The invention concerns an interface layer for incorporation in devices produced on a transparent, electrically conducting electrode.
A number of electrical devices are known which are concerned with the generation or modification of light and which comprise an active region located between two essentially planar electrodes. In order to facilitate light transmission from (or to) the device, at least one electrode must be transparent.
Such devices include organic light emitting diodes (OLED) and electrochromic devices.
In OLEDs, an emissive electroluminescent layer comprising one or more layers of organic compound is located between the electrodes and emits light in response to an applied voltage.
In electrochromic devices a stack of materials which, in combination exhibit electrochromic properties is located between the electrodes and changes colour and, or opacity in response to an applied voltage.
Devices of the type which concern the invention are typically fabricated by providing a transparent conducting electrode comprising a transparent substrate and a conductive coating stack, and building successive layers thereon comprising the active region of the device and a further electrode—which may also be transparent. The transparent conducting electrode is frequently realised by depositing the conductive stack of coatings on the substrate using techniques such as chemical vapour deposition (CVD), which are well known to persons skilled in the art, see for example U.S. Pat. No. 7,968,201.
The conductive stack typically comprises a Transparent Conducting Oxide (TCO), i.e. a doped metal oxide, as the uppermost layer (i.e. the furthest layer from the substrate). In addition to offering the requisite electrical properties and mechanical stability, the TCO should offer a suitable surface for deposition of further layers as the rest of the device is fabricated. Examples of transparent conductive oxide materials include fluorine doped tin oxide (SnO2:F), Zinc oxide doped with Aluminium, Gallium or Boron (ZnO:Al, ZnO:Ga, ZnO:B), Indium oxide doped with tin (ITO) and cadmium stannate.
Unfortunately, these surfaces can be inherently rough which can cause localised short circuits drawing current from an area up to a few millimeters from the point of short circuit. This results in a undesirable aesthetic effect as well as reducing the performance of the device.
Furthermore defects such as pinholes in the devices deposited on the TCO can result in similar problems.

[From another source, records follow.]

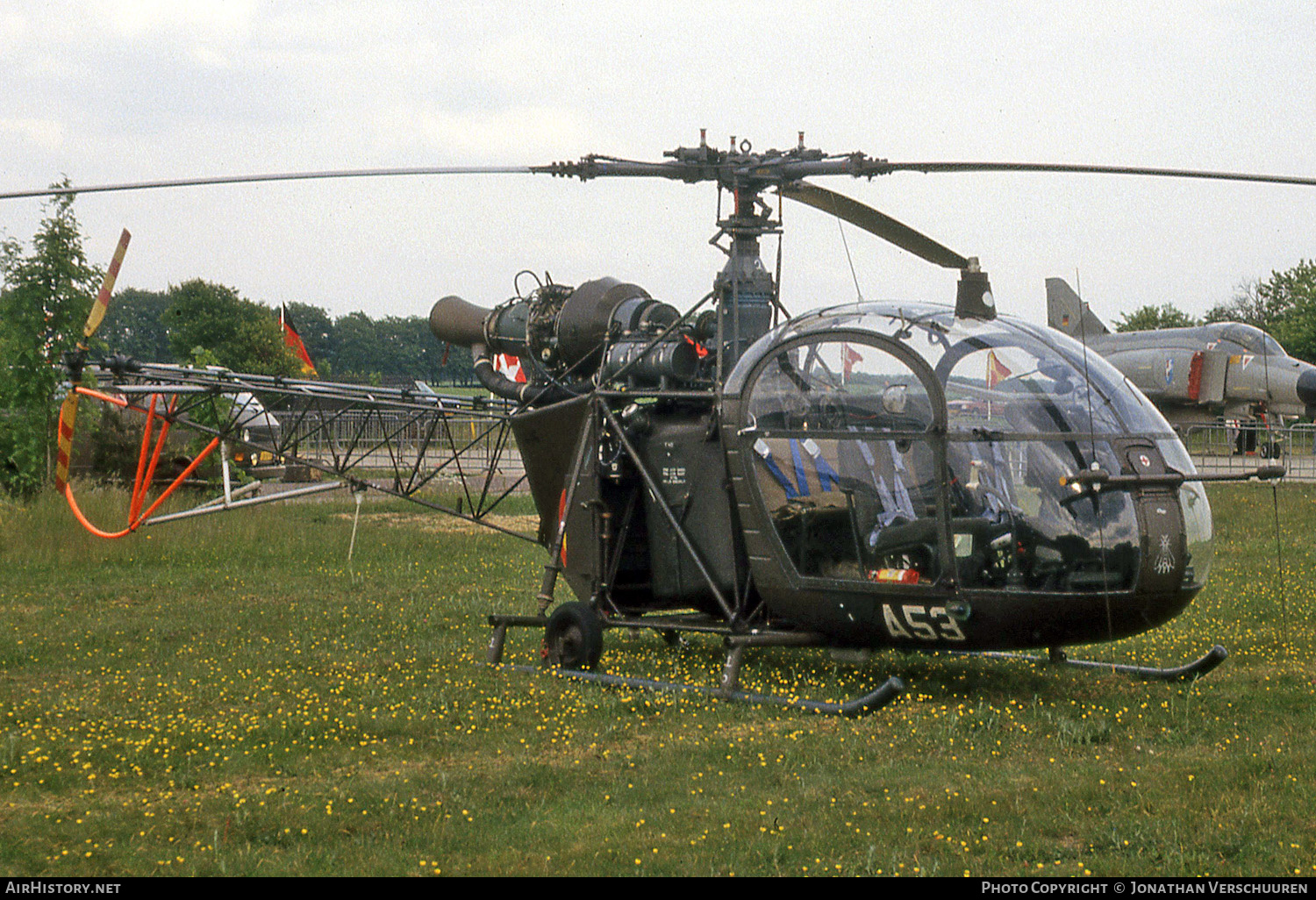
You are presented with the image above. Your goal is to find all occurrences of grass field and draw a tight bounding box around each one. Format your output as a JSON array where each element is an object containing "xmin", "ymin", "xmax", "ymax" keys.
[{"xmin": 0, "ymin": 486, "xmax": 1316, "ymax": 876}]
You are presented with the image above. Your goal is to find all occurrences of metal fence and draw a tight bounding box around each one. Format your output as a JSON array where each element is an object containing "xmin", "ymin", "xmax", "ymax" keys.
[{"xmin": 1177, "ymin": 423, "xmax": 1316, "ymax": 481}]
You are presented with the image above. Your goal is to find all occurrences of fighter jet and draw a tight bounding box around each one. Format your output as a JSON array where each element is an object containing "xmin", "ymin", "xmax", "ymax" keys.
[{"xmin": 1047, "ymin": 278, "xmax": 1316, "ymax": 425}]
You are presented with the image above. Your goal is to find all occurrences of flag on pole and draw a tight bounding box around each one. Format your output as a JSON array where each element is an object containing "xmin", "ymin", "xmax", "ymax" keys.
[
  {"xmin": 841, "ymin": 344, "xmax": 863, "ymax": 383},
  {"xmin": 987, "ymin": 350, "xmax": 1015, "ymax": 389},
  {"xmin": 279, "ymin": 304, "xmax": 318, "ymax": 375}
]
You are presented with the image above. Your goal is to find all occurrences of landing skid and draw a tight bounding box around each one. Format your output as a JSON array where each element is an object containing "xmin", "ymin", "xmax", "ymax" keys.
[
  {"xmin": 487, "ymin": 616, "xmax": 905, "ymax": 718},
  {"xmin": 962, "ymin": 644, "xmax": 1229, "ymax": 682}
]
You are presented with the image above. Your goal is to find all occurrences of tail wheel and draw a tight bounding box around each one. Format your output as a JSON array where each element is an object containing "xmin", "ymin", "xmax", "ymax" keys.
[{"xmin": 544, "ymin": 602, "xmax": 603, "ymax": 670}]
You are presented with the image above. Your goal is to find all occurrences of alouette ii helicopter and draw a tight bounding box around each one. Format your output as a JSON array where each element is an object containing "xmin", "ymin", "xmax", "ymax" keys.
[{"xmin": 15, "ymin": 133, "xmax": 1300, "ymax": 715}]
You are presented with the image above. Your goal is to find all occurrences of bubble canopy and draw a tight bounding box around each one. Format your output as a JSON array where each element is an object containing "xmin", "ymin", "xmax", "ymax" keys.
[
  {"xmin": 726, "ymin": 303, "xmax": 1211, "ymax": 632},
  {"xmin": 726, "ymin": 302, "xmax": 1173, "ymax": 437}
]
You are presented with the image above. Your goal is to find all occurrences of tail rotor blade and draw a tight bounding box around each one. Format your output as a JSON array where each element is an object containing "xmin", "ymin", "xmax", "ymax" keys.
[
  {"xmin": 55, "ymin": 395, "xmax": 78, "ymax": 494},
  {"xmin": 82, "ymin": 228, "xmax": 133, "ymax": 342}
]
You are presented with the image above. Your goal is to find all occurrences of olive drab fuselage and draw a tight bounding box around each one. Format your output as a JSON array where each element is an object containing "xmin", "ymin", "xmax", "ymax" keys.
[{"xmin": 545, "ymin": 303, "xmax": 1211, "ymax": 650}]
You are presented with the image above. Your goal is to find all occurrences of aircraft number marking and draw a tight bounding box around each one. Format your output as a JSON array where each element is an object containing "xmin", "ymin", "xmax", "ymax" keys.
[{"xmin": 882, "ymin": 603, "xmax": 966, "ymax": 642}]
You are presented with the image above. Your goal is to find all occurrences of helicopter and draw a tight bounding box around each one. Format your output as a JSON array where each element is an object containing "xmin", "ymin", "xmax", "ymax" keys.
[{"xmin": 12, "ymin": 133, "xmax": 1316, "ymax": 715}]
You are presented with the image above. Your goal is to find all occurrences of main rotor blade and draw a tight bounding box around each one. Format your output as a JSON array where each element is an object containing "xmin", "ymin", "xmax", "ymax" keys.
[
  {"xmin": 876, "ymin": 161, "xmax": 1316, "ymax": 186},
  {"xmin": 83, "ymin": 228, "xmax": 133, "ymax": 341},
  {"xmin": 0, "ymin": 166, "xmax": 531, "ymax": 200},
  {"xmin": 781, "ymin": 182, "xmax": 969, "ymax": 268}
]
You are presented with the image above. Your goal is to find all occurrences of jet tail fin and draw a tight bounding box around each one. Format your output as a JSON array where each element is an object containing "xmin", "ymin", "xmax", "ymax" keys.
[{"xmin": 1047, "ymin": 278, "xmax": 1111, "ymax": 337}]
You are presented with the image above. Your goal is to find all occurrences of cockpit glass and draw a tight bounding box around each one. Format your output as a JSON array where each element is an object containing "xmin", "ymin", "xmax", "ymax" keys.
[
  {"xmin": 749, "ymin": 339, "xmax": 932, "ymax": 432},
  {"xmin": 1220, "ymin": 323, "xmax": 1284, "ymax": 357},
  {"xmin": 728, "ymin": 304, "xmax": 1163, "ymax": 594}
]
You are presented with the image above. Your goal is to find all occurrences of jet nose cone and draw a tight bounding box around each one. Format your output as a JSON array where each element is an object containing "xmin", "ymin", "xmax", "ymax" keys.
[{"xmin": 1298, "ymin": 366, "xmax": 1316, "ymax": 408}]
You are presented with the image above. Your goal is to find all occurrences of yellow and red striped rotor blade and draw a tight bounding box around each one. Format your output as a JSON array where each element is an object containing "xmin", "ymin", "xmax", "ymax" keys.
[
  {"xmin": 83, "ymin": 228, "xmax": 133, "ymax": 339},
  {"xmin": 55, "ymin": 395, "xmax": 78, "ymax": 494}
]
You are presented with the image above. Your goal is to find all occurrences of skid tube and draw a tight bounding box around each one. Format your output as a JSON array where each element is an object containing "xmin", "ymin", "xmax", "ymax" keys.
[
  {"xmin": 957, "ymin": 644, "xmax": 1229, "ymax": 682},
  {"xmin": 487, "ymin": 616, "xmax": 905, "ymax": 718}
]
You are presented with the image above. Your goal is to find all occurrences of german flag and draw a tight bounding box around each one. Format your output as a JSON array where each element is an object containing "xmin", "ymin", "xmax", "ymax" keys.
[
  {"xmin": 279, "ymin": 304, "xmax": 318, "ymax": 376},
  {"xmin": 987, "ymin": 350, "xmax": 1013, "ymax": 389}
]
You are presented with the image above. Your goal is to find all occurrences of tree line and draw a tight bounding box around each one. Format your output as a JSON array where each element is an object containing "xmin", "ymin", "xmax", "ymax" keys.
[
  {"xmin": 1115, "ymin": 260, "xmax": 1316, "ymax": 363},
  {"xmin": 0, "ymin": 192, "xmax": 474, "ymax": 496},
  {"xmin": 99, "ymin": 281, "xmax": 474, "ymax": 384}
]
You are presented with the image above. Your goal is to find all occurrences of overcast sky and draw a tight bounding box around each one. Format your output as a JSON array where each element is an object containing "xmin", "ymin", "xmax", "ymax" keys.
[{"xmin": 0, "ymin": 0, "xmax": 1316, "ymax": 330}]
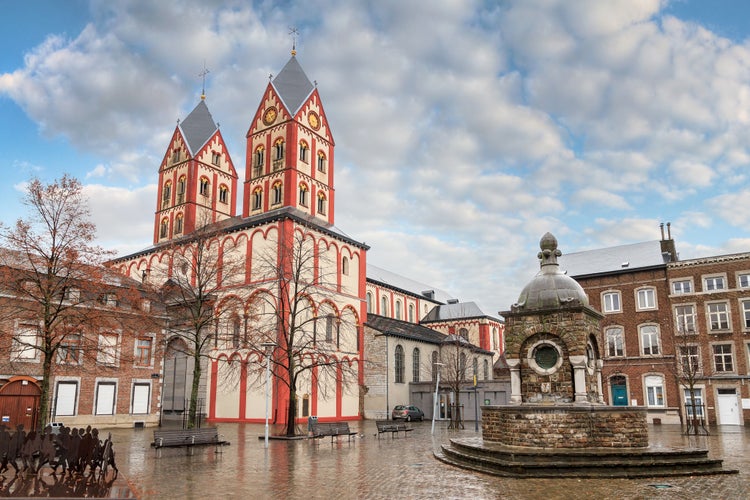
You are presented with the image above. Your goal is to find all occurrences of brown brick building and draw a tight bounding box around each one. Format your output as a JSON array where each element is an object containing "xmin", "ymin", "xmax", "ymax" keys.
[{"xmin": 560, "ymin": 228, "xmax": 750, "ymax": 425}]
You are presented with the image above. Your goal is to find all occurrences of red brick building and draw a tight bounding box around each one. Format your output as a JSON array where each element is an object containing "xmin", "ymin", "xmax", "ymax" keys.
[{"xmin": 560, "ymin": 227, "xmax": 750, "ymax": 425}]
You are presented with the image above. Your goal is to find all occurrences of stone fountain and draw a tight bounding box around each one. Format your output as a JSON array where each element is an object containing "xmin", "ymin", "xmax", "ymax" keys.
[{"xmin": 435, "ymin": 233, "xmax": 737, "ymax": 477}]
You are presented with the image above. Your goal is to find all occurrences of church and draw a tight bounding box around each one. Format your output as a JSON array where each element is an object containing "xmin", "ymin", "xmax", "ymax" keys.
[{"xmin": 110, "ymin": 50, "xmax": 503, "ymax": 424}]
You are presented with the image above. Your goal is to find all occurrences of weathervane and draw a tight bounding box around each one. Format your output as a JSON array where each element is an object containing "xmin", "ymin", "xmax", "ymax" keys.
[
  {"xmin": 289, "ymin": 26, "xmax": 299, "ymax": 56},
  {"xmin": 198, "ymin": 59, "xmax": 210, "ymax": 100}
]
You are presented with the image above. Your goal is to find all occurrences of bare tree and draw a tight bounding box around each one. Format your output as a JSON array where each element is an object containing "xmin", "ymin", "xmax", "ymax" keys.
[
  {"xmin": 248, "ymin": 230, "xmax": 357, "ymax": 436},
  {"xmin": 155, "ymin": 220, "xmax": 244, "ymax": 428},
  {"xmin": 0, "ymin": 175, "xmax": 140, "ymax": 428}
]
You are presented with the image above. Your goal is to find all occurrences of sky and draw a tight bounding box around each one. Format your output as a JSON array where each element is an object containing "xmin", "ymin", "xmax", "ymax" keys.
[{"xmin": 0, "ymin": 0, "xmax": 750, "ymax": 316}]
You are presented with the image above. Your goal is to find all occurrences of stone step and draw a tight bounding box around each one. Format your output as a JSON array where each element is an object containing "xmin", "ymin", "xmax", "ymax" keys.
[{"xmin": 435, "ymin": 444, "xmax": 737, "ymax": 478}]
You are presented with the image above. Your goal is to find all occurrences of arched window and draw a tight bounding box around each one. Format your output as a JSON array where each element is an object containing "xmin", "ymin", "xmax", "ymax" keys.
[
  {"xmin": 393, "ymin": 344, "xmax": 404, "ymax": 384},
  {"xmin": 458, "ymin": 328, "xmax": 469, "ymax": 340},
  {"xmin": 198, "ymin": 177, "xmax": 211, "ymax": 196},
  {"xmin": 273, "ymin": 181, "xmax": 281, "ymax": 205},
  {"xmin": 177, "ymin": 175, "xmax": 187, "ymax": 203},
  {"xmin": 174, "ymin": 214, "xmax": 183, "ymax": 234},
  {"xmin": 318, "ymin": 192, "xmax": 327, "ymax": 215},
  {"xmin": 273, "ymin": 138, "xmax": 284, "ymax": 160},
  {"xmin": 411, "ymin": 347, "xmax": 421, "ymax": 382},
  {"xmin": 161, "ymin": 181, "xmax": 172, "ymax": 208},
  {"xmin": 318, "ymin": 151, "xmax": 326, "ymax": 172},
  {"xmin": 232, "ymin": 315, "xmax": 242, "ymax": 349},
  {"xmin": 253, "ymin": 146, "xmax": 265, "ymax": 177}
]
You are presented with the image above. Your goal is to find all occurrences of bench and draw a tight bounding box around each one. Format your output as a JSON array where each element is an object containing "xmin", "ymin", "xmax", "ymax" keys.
[
  {"xmin": 375, "ymin": 420, "xmax": 414, "ymax": 439},
  {"xmin": 151, "ymin": 427, "xmax": 229, "ymax": 449},
  {"xmin": 312, "ymin": 422, "xmax": 357, "ymax": 443}
]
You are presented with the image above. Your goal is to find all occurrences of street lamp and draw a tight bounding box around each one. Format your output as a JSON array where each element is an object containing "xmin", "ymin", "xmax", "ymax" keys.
[
  {"xmin": 261, "ymin": 342, "xmax": 276, "ymax": 448},
  {"xmin": 431, "ymin": 363, "xmax": 444, "ymax": 434}
]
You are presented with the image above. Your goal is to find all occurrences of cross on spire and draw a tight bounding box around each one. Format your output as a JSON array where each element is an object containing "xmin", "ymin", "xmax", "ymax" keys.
[
  {"xmin": 198, "ymin": 60, "xmax": 210, "ymax": 100},
  {"xmin": 289, "ymin": 26, "xmax": 299, "ymax": 56}
]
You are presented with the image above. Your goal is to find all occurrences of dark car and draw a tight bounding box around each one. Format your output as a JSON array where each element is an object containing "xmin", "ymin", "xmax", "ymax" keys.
[{"xmin": 391, "ymin": 405, "xmax": 424, "ymax": 422}]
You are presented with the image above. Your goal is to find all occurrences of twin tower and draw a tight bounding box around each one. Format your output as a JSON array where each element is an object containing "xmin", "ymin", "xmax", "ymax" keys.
[{"xmin": 153, "ymin": 56, "xmax": 335, "ymax": 245}]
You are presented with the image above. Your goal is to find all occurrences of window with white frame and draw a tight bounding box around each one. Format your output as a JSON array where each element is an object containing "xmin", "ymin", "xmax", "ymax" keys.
[
  {"xmin": 678, "ymin": 345, "xmax": 701, "ymax": 376},
  {"xmin": 639, "ymin": 325, "xmax": 659, "ymax": 356},
  {"xmin": 674, "ymin": 304, "xmax": 696, "ymax": 335},
  {"xmin": 96, "ymin": 333, "xmax": 120, "ymax": 365},
  {"xmin": 393, "ymin": 344, "xmax": 405, "ymax": 384},
  {"xmin": 703, "ymin": 275, "xmax": 726, "ymax": 292},
  {"xmin": 672, "ymin": 279, "xmax": 693, "ymax": 294},
  {"xmin": 11, "ymin": 324, "xmax": 39, "ymax": 361},
  {"xmin": 740, "ymin": 300, "xmax": 750, "ymax": 330},
  {"xmin": 706, "ymin": 302, "xmax": 729, "ymax": 331},
  {"xmin": 712, "ymin": 344, "xmax": 734, "ymax": 373},
  {"xmin": 683, "ymin": 387, "xmax": 703, "ymax": 418},
  {"xmin": 602, "ymin": 292, "xmax": 622, "ymax": 313},
  {"xmin": 604, "ymin": 326, "xmax": 625, "ymax": 357},
  {"xmin": 645, "ymin": 375, "xmax": 664, "ymax": 407},
  {"xmin": 411, "ymin": 347, "xmax": 422, "ymax": 382},
  {"xmin": 636, "ymin": 288, "xmax": 656, "ymax": 310}
]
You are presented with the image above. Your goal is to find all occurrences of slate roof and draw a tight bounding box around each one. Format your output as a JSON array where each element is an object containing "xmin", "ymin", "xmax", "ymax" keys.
[
  {"xmin": 422, "ymin": 302, "xmax": 500, "ymax": 323},
  {"xmin": 558, "ymin": 240, "xmax": 669, "ymax": 277},
  {"xmin": 271, "ymin": 56, "xmax": 315, "ymax": 116},
  {"xmin": 178, "ymin": 100, "xmax": 219, "ymax": 156},
  {"xmin": 367, "ymin": 263, "xmax": 455, "ymax": 303}
]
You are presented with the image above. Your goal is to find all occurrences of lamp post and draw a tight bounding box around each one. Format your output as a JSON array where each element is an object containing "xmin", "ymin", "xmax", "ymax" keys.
[
  {"xmin": 261, "ymin": 342, "xmax": 276, "ymax": 448},
  {"xmin": 430, "ymin": 363, "xmax": 443, "ymax": 434}
]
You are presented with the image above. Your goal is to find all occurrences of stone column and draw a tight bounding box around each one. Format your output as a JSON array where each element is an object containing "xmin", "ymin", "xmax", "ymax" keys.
[
  {"xmin": 505, "ymin": 359, "xmax": 523, "ymax": 404},
  {"xmin": 570, "ymin": 356, "xmax": 589, "ymax": 403}
]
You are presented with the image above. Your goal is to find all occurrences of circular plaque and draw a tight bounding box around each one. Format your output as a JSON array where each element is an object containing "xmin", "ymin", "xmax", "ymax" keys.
[{"xmin": 534, "ymin": 344, "xmax": 559, "ymax": 370}]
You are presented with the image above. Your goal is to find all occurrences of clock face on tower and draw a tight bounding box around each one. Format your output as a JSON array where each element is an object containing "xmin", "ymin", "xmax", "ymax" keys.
[
  {"xmin": 263, "ymin": 106, "xmax": 277, "ymax": 125},
  {"xmin": 307, "ymin": 111, "xmax": 320, "ymax": 130}
]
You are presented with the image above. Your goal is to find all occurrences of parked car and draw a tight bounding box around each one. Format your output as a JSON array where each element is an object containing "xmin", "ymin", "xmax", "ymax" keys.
[{"xmin": 391, "ymin": 405, "xmax": 424, "ymax": 422}]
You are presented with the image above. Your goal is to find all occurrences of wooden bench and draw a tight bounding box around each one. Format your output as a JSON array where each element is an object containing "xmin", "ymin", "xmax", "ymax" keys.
[
  {"xmin": 151, "ymin": 427, "xmax": 229, "ymax": 449},
  {"xmin": 375, "ymin": 420, "xmax": 414, "ymax": 439},
  {"xmin": 312, "ymin": 422, "xmax": 357, "ymax": 443}
]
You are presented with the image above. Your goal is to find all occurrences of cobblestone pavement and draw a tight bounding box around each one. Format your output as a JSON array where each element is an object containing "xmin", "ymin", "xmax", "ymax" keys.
[{"xmin": 107, "ymin": 421, "xmax": 750, "ymax": 500}]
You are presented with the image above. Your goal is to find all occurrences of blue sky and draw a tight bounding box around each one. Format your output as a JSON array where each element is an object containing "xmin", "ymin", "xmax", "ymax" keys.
[{"xmin": 0, "ymin": 0, "xmax": 750, "ymax": 314}]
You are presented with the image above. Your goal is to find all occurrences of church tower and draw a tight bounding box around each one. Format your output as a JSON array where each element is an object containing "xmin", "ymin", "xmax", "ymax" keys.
[
  {"xmin": 242, "ymin": 51, "xmax": 334, "ymax": 225},
  {"xmin": 154, "ymin": 95, "xmax": 237, "ymax": 244}
]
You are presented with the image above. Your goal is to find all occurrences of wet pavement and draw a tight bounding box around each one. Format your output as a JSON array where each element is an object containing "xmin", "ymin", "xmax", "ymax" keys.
[{"xmin": 107, "ymin": 421, "xmax": 750, "ymax": 500}]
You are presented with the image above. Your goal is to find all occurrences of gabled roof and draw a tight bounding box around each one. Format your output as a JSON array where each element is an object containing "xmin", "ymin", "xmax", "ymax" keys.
[
  {"xmin": 365, "ymin": 313, "xmax": 446, "ymax": 344},
  {"xmin": 367, "ymin": 263, "xmax": 453, "ymax": 303},
  {"xmin": 558, "ymin": 240, "xmax": 669, "ymax": 277},
  {"xmin": 422, "ymin": 302, "xmax": 499, "ymax": 323},
  {"xmin": 178, "ymin": 100, "xmax": 219, "ymax": 156},
  {"xmin": 271, "ymin": 56, "xmax": 315, "ymax": 116}
]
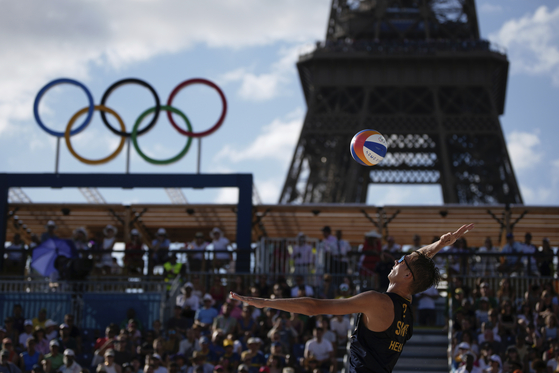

The current invention addresses both of these problems.
According to the invention a transparent electrode comprises the features set out in claim 1 attached hereto.
The inventors have shown that incorporation of a thin interface layer between the top of the electrode stack (TCO) and the active region of the device overcomes problems associated with roughness of the TCO. Examples of interface layer materials include TiO2, SiO2, SnO2 and ZnO and mixtures comprising any of these. The good device performance obtained when such interface layers are included is surprising because these materials have high electrical resistance.
In a preferred embodiment, the interface layer comprises a TiO2 layer having a thickness greater than 5 nm.
In another preferred embodiment, the interface layer comprises ZnO, having a thickness between 25 and 80 nm.
In a further preferred embodiment, the TCO layer comprises a fluorine doped tin oxide.
In some embodiments, the underlayers comprise a layer of SnO2 and a layer of SiO2.
The transparent conducting electrode according to the invention is suitable for incorporation in electronic devices such as electrochromic devices and organic light emitting diodes.
According to a second aspect of the invention, a method of manufacturing a transparent conducting electrode comprises the steps set out in claim 8 attached hereto.
In a preferred embodiment, the underlayers, TCO and interface layer are deposited by Chemical Vapour Deposition (CVD). The CVD may be done on the float glass ribbon produced during the float glass production process.
In another preferred embodiment, the underlayers, TCO and interface layer are deposited by Plasma Enhanced CVD.
In another preferred embodiment, the underlayers, TCO and interface layer are deposited by sputtering.
Preferably, the interface layer is selected from TiO2, SiO2 and ZnO. More preferably, the interface comprises TiO2 having a thickness of less than 5 nm.
In another preferred embodiment, the interface layer comprises ZnO, having a thickness between 25 and 80 nm.
In some embodiments, the TCO layer comprises a fluorine doped tin oxide.
In some embodiments, the underlayers comprise a layer of SnO2 and a layer of SiO2.
Materials such as TiO2 and ZnO are is rendered more hydrophilic upon exposure to ultraviolet (UV) radiation. Such treatment of interface layers according to the invention renders the electrode more receptive to deposition of subsequent layers as the device is fabricated, particularly where such layers are deposited by so-called ‘wet’ chemical methods i.e. techniques involving liquid solutions.
In another aspect of the invention, use, as a transparent conducting electrode, of an electrically conducting coating stack located on a transparent substrate;
the stack comprising at least one underlayer and a transparent conducting oxide (TCO) layer located on the underlayers,
is characterised by the electrode having an interface layer located on the transparent conducting oxide layer.
All of the figures are for illustrative purposes only and the relative thicknesses of the layers are not to scale.